# Pedastal Lav...what's the big deal?



## gear junkie (Jun 20, 2008)

Didn't want to hijack the other thread but I noticed lots of responses for installing a pedastal lav. Never thought these were hard, what am I missing?


----------



## TheMaster (Jun 12, 2009)

gear junkie said:


> Didn't want to hijack the other thread but I noticed lots of responses for installing a pedastal lav. Never thought these were hard, what am I missing?


Depending on the quality of the lav and the installation site conditions it can be a biotch.:yes: More time consuming:thumbsup:


----------



## Redwood (Sep 8, 2008)

I don't consider them hard to install...

Useless yes... But not hard to install...

I'd rather have a cabinet under a sink than a pedestal any day in my house...:whistling2:


----------



## TheMaster (Jun 12, 2009)

Between a walll hanging lavatory,a vanity with prefab top and a ped. lav.

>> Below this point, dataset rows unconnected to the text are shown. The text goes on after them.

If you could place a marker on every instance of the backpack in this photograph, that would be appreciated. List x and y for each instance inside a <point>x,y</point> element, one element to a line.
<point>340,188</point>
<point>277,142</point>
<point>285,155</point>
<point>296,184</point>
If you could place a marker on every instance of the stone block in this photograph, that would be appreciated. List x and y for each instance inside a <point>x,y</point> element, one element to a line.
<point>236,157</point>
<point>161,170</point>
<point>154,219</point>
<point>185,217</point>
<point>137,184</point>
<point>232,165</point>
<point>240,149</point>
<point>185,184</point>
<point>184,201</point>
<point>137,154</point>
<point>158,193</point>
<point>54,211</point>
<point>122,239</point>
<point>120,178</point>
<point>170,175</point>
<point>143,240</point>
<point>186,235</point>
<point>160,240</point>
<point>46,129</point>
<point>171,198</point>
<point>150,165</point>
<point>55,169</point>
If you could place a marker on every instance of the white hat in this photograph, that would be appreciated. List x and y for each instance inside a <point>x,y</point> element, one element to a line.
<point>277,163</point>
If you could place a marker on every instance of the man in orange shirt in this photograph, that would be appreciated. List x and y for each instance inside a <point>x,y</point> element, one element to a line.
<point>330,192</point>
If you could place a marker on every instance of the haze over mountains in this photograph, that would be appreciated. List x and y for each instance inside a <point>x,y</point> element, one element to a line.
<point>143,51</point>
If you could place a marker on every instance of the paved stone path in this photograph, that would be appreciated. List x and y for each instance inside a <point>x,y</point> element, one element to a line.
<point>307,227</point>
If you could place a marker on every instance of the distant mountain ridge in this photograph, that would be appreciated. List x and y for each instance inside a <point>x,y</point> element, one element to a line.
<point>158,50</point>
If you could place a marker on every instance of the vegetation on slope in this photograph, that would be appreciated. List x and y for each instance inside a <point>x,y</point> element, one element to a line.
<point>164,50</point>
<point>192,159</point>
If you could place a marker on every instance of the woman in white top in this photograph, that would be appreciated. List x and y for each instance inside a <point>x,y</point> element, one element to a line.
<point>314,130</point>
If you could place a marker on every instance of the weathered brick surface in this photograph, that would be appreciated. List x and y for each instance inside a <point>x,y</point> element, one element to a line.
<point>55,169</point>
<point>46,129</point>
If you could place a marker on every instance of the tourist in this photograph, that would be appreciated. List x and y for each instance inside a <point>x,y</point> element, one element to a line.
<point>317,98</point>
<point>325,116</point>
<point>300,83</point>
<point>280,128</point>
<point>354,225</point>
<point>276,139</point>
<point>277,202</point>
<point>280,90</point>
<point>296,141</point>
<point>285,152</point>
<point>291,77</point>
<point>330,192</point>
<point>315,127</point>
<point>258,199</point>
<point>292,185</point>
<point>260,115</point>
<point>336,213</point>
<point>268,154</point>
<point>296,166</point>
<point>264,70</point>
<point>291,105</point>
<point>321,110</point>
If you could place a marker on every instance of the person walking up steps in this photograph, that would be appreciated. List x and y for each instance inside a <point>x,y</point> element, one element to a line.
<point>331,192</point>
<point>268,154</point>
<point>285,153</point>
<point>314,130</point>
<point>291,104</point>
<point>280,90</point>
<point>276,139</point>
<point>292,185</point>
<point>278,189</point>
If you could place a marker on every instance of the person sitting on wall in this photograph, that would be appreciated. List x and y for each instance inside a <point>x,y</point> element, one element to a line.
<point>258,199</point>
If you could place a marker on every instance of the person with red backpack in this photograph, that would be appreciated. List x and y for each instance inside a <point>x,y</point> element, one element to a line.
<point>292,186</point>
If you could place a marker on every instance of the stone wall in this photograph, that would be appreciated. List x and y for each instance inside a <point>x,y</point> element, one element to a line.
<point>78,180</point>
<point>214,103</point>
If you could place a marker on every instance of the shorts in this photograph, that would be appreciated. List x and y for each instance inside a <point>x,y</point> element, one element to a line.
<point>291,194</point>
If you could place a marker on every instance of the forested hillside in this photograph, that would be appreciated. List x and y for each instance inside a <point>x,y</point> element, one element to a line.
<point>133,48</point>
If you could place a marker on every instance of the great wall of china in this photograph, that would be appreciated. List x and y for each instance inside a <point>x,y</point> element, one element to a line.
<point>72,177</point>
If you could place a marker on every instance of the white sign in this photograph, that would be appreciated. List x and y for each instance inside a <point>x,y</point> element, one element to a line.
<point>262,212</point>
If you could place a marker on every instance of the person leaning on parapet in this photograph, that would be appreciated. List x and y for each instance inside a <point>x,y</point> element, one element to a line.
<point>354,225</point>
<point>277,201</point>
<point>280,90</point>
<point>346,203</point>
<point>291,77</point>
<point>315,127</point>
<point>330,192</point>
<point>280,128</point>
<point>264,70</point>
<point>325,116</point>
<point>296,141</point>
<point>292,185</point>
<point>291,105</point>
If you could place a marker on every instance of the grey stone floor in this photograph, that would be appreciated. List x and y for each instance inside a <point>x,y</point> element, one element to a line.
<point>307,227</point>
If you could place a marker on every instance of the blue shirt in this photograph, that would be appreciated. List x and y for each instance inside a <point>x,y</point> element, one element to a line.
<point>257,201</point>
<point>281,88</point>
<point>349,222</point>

The Ped Lav takes the cake......thats all I'm sayin. More time consuming=harder to me


----------



## plumbear (Jun 24, 2010)

I agree, ped lavs are easy.


----------



## GREENPLUM (Jul 27, 2008)

gear junkie said:


> Didn't want to hijack the other thread but I noticed lots of responses for installing a pedastal lav. Never thought these were hard, what am I missing?


 
Do you charge a higher fee to install a pedastal? I do , because there harder to install. :thumbsup:


----------



## ranman (Jan 24, 2010)

no problems here. long as the rough works with the fixture.

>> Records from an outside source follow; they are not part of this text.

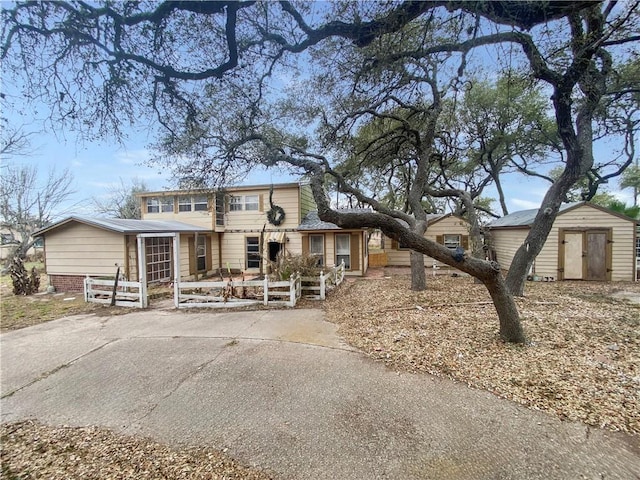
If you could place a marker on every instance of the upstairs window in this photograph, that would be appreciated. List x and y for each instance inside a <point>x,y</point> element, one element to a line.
<point>184,204</point>
<point>238,203</point>
<point>452,241</point>
<point>166,204</point>
<point>200,203</point>
<point>251,202</point>
<point>196,203</point>
<point>153,205</point>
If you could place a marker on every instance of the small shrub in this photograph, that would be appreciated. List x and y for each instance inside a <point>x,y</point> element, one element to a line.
<point>23,283</point>
<point>288,264</point>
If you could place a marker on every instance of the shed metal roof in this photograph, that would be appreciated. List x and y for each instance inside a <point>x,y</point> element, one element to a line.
<point>312,221</point>
<point>128,226</point>
<point>525,218</point>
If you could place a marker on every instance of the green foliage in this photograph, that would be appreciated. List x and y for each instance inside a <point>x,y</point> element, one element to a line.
<point>632,211</point>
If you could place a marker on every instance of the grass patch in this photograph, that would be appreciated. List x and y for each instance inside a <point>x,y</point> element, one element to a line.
<point>18,311</point>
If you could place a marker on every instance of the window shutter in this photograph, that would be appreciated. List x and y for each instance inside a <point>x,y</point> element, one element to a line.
<point>355,251</point>
<point>207,259</point>
<point>192,256</point>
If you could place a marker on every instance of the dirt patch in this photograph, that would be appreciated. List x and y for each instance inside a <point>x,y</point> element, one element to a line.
<point>582,361</point>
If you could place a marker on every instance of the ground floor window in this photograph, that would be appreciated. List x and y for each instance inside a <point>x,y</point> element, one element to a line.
<point>253,252</point>
<point>343,250</point>
<point>158,253</point>
<point>316,248</point>
<point>201,253</point>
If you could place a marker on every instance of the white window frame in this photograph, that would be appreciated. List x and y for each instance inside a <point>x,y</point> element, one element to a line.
<point>319,255</point>
<point>153,205</point>
<point>184,204</point>
<point>166,204</point>
<point>450,242</point>
<point>235,203</point>
<point>340,255</point>
<point>252,251</point>
<point>247,203</point>
<point>158,258</point>
<point>200,203</point>
<point>252,203</point>
<point>201,252</point>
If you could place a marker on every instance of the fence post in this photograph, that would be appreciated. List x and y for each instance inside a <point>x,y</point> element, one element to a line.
<point>86,288</point>
<point>266,290</point>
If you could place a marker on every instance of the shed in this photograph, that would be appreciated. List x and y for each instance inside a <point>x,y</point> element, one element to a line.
<point>78,246</point>
<point>586,242</point>
<point>332,244</point>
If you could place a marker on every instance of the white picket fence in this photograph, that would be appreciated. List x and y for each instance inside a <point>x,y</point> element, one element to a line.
<point>230,294</point>
<point>128,294</point>
<point>316,287</point>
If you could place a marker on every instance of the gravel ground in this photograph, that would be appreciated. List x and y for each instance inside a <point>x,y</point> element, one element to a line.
<point>582,361</point>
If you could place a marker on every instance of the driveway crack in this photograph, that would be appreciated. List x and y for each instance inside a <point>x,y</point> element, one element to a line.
<point>49,373</point>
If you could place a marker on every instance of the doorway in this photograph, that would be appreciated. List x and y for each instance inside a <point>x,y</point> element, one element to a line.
<point>585,254</point>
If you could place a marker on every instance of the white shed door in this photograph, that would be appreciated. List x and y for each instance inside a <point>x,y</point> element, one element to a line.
<point>573,255</point>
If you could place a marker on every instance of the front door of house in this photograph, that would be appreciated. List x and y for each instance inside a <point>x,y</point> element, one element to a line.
<point>584,254</point>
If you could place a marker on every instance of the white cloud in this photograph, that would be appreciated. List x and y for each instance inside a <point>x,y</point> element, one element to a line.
<point>133,157</point>
<point>524,204</point>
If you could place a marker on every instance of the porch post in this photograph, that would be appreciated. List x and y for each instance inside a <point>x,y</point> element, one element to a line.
<point>176,269</point>
<point>142,271</point>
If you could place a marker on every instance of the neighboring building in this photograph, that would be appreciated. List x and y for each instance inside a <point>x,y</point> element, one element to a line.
<point>586,242</point>
<point>240,229</point>
<point>446,229</point>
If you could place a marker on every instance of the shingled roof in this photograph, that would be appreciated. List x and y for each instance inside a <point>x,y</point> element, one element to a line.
<point>312,221</point>
<point>127,226</point>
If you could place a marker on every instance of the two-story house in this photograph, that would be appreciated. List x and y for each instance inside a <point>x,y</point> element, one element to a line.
<point>200,233</point>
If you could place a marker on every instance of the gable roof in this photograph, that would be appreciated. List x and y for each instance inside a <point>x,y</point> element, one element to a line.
<point>525,218</point>
<point>126,226</point>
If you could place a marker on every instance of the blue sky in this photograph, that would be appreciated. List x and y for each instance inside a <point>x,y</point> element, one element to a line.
<point>98,167</point>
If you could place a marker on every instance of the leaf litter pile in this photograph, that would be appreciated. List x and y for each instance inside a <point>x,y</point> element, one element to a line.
<point>31,450</point>
<point>582,360</point>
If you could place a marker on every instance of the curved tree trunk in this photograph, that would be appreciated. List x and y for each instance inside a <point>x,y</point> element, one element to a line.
<point>510,327</point>
<point>418,274</point>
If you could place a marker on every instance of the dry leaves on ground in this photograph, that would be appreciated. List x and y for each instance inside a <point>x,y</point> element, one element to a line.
<point>30,450</point>
<point>582,362</point>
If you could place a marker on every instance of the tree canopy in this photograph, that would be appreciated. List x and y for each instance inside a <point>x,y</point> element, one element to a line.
<point>235,84</point>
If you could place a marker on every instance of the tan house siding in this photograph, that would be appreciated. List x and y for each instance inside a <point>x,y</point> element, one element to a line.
<point>449,225</point>
<point>307,203</point>
<point>359,261</point>
<point>505,243</point>
<point>582,218</point>
<point>79,249</point>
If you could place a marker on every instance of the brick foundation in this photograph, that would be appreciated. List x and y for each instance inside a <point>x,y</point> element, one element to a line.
<point>67,283</point>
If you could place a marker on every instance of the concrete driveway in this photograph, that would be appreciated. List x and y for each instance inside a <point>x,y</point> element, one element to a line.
<point>281,391</point>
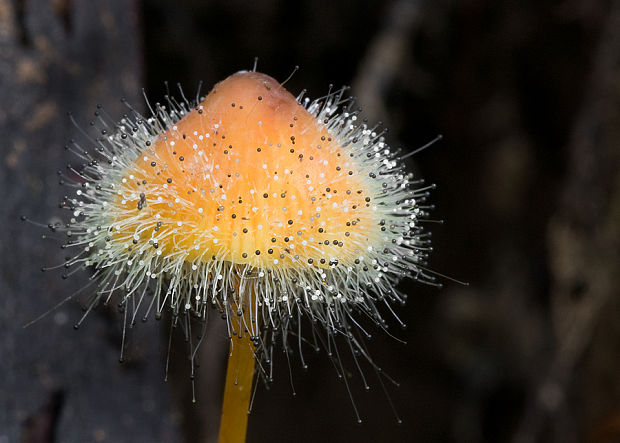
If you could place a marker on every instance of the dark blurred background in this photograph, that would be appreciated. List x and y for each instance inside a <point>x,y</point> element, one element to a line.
<point>527,97</point>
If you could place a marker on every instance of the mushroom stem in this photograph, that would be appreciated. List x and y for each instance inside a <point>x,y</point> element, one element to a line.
<point>237,391</point>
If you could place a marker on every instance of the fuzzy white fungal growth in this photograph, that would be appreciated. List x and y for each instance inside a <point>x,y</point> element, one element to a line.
<point>267,207</point>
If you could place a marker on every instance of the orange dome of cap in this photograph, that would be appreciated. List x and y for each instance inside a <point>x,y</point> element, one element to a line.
<point>251,177</point>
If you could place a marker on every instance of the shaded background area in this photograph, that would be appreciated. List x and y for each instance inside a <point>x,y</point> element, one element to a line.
<point>527,97</point>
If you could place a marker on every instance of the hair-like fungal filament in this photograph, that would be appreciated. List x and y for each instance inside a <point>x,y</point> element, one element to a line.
<point>269,208</point>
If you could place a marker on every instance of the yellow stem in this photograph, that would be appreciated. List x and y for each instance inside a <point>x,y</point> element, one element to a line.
<point>237,391</point>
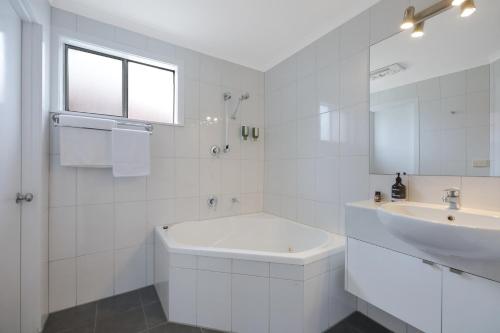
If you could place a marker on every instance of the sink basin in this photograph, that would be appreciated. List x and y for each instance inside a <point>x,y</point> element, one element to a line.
<point>435,229</point>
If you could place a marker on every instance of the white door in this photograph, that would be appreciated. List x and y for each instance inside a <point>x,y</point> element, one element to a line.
<point>10,167</point>
<point>401,285</point>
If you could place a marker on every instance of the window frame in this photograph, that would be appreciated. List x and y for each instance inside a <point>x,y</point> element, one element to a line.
<point>125,61</point>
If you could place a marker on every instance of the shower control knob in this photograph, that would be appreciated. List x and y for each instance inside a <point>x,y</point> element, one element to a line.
<point>28,197</point>
<point>215,151</point>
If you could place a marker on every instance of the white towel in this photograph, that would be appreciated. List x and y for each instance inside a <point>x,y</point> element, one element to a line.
<point>86,122</point>
<point>85,141</point>
<point>130,152</point>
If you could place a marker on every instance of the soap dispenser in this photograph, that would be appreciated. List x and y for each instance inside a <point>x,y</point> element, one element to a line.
<point>398,190</point>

a wall hung lav with a trap shroud. now thats a pain


----------



## mongo (Jun 26, 2010)

The plumbing part of a Ped Lav is not the difficult part. It is the hanger bolt holes ( this particular model). The holes were not low but rather high, up near the backsplash. Not enough room to use a ratchet w/socket for lag bolts. We finally roughed in 5/16 threaded rods and used a nut and washer to hang the PL. We bought some ratcheting boxed-in wrenches to secure the PL to thw wall. Yes, they were a biotch.


----------



## AKdaplumba (Jan 12, 2010)

Redwood said:


> I don't consider them hard to install...
> 
> Useless yes... But not hard to install...
> 
> I'd rather have a cabinet under a sink than a pedestal any day in my house...:whistling2:


isn't it for look not functionality?


----------



## Redwood (Sep 8, 2008)

AKdaplumba said:


> isn't it for look not functionality?


Not by the amount of stuff my wife manages to put in there...:laughing:


----------



## ROCKSTARPLUMBER (Dec 14, 2008)

I just liquid nail the top to the wall, and liquid nail the base to the top and floor. DOnt let your kids lean on this now.


----------



## user2090 (Sep 26, 2009)

ROCKSTARPLUMBER said:


> I just liquid nail the top to the wall, and liquid nail the base to the top and floor. DOnt let your kids lean on this now.


Forget the liquid nail, bro. Get with the Loctite, it is the shizznizz.


----------



## breid1903 (Feb 8, 2009)

*rock*

i've actually rebuilt? a couple that were installed with silicone caulk. vinyl was cut around base. in a little town of winamac, in. in a duplex. one ripped the wall royally. i just did the second at the the same time. same owner. da phantom done it. owner couldn't remember name. lol. breid...............:rockon:


----------



## BROOKLYN\PLUMB (May 21, 2010)

I dont find it a problem I do what mongo said but i add silicone as far as liquid nail or the other shizznizz your only as stong as your weakest link and i dont trust that the tile guy didnt cheap out (especially new con.)


----------